Trump and his running mate, Mike Pence, were at an invitation-only event in the suburbs of Philadelphia as he launched his renewed attention on the embattled healthcare law. "Obamacare means higher prices, fewer choices and lower quality," Trump said, while promising to call a special session of Congress to jumpstart the repeal. "It is a catastrophe."
The Wall Street Journal reported that Pennsylvania is one of dozens of states hit hard by the premium increases under the Affordable Care Act.
The Obama Administration announced last week that rates would increase on average about 25% across three dozen states using HealthCare.gov. However, rates are rising by a much greater average in a number of markets.
"The case has never been stronger for repeal," Pence said before Trump came on stage. "This government takeover of healthcare we call Obamacare is failing."
The Trump-Pence ticket has not given concrete details on how it would repeal the law, but the vice presidential nominee offered some insight on Tuesday.
Pence said that the GOP's ability to repeal the entirety of the law will depend on getting strong majorities in both the Senate and the House, the Wall Street Journal reported. He also acknowledged there would be a transition period to reduce disruption, especially for people who are covered under the law.
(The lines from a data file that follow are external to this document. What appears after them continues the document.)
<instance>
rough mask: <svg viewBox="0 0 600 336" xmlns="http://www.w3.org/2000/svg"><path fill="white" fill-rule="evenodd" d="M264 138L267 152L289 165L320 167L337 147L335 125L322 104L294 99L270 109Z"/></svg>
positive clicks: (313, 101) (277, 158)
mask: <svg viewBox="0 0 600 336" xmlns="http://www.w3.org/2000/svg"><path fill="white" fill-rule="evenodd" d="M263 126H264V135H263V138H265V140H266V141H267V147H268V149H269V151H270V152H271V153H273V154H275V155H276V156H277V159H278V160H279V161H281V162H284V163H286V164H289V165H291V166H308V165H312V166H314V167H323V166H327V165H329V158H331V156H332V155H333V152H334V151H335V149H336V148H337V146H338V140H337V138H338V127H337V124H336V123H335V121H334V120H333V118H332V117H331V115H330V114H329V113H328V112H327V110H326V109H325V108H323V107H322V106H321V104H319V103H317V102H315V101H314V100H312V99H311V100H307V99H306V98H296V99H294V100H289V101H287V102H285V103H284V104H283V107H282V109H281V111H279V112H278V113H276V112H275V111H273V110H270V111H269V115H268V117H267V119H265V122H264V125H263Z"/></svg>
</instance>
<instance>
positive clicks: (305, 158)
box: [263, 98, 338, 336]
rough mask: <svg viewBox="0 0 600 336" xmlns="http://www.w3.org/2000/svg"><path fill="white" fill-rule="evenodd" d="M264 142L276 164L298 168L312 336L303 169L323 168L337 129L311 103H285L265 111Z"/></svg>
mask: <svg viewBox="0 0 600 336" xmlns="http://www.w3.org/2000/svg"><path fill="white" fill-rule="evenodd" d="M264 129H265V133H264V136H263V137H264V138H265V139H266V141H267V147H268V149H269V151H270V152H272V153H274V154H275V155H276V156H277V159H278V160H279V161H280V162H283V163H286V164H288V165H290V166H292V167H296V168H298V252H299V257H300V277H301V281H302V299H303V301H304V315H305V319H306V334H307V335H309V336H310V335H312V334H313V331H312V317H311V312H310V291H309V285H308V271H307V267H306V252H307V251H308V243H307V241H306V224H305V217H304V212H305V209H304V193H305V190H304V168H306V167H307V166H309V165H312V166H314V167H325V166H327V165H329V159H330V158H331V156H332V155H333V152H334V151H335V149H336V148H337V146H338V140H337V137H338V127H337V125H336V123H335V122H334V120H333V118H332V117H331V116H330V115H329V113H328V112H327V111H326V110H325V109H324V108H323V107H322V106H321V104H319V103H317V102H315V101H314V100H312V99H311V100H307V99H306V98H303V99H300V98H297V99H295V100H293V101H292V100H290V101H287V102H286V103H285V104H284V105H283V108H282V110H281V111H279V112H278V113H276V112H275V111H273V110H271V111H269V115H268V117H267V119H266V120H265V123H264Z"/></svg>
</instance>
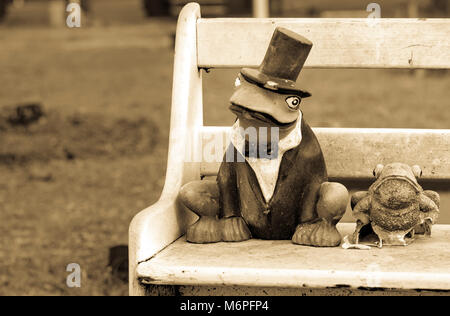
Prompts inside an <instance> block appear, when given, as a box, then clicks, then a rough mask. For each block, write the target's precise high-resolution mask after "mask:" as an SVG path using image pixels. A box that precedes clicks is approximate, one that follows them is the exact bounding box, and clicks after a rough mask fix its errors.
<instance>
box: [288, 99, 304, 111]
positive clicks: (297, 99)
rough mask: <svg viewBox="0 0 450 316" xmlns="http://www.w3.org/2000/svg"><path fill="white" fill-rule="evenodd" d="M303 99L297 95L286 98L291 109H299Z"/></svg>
mask: <svg viewBox="0 0 450 316" xmlns="http://www.w3.org/2000/svg"><path fill="white" fill-rule="evenodd" d="M301 101H302V99H301V98H300V97H298V96H296V95H294V96H290V97H287V98H286V103H287V104H288V106H289V108H290V109H291V110H297V109H298V106H299V105H300V102H301Z"/></svg>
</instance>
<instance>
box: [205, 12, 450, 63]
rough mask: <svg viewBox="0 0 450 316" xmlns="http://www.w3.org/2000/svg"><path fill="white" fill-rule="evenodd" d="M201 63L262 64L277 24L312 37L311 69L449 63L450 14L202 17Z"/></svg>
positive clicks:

Trump, who spent around 10 minutes discussing the issue, claimed his administration would replace Obamacare with a free market-based system. The GOP nominee also accused rival Hillary Clinton of wanting to increase healthcare costs and continue what he referred to as the failing policies of Obama.
"Hillary Clinton wants to expand Obamacare and make it even more expensive," Trump said, according to The New York Times. "She wants to put the government totally in charge of healthcare in America. If we don't repeal and replace Obamacare, we will destroy American healthcare forever. It's one of the single most important reasons why we must win on 8 November."
Trump noted he wanted to reduce federal regulation and coverage requirements so that insurance would cost and cover less, reported the New York Times. Americans would not be required to have health insurance, as they do under the Affordable Care Act, under Trump's proposal.
Healthcare has been a top issue among voters. A September 2016 survey by the Kaiser Family Foundation found that about six in 10 adults placed the candidates' plans to address healthcare costs was important to their vote.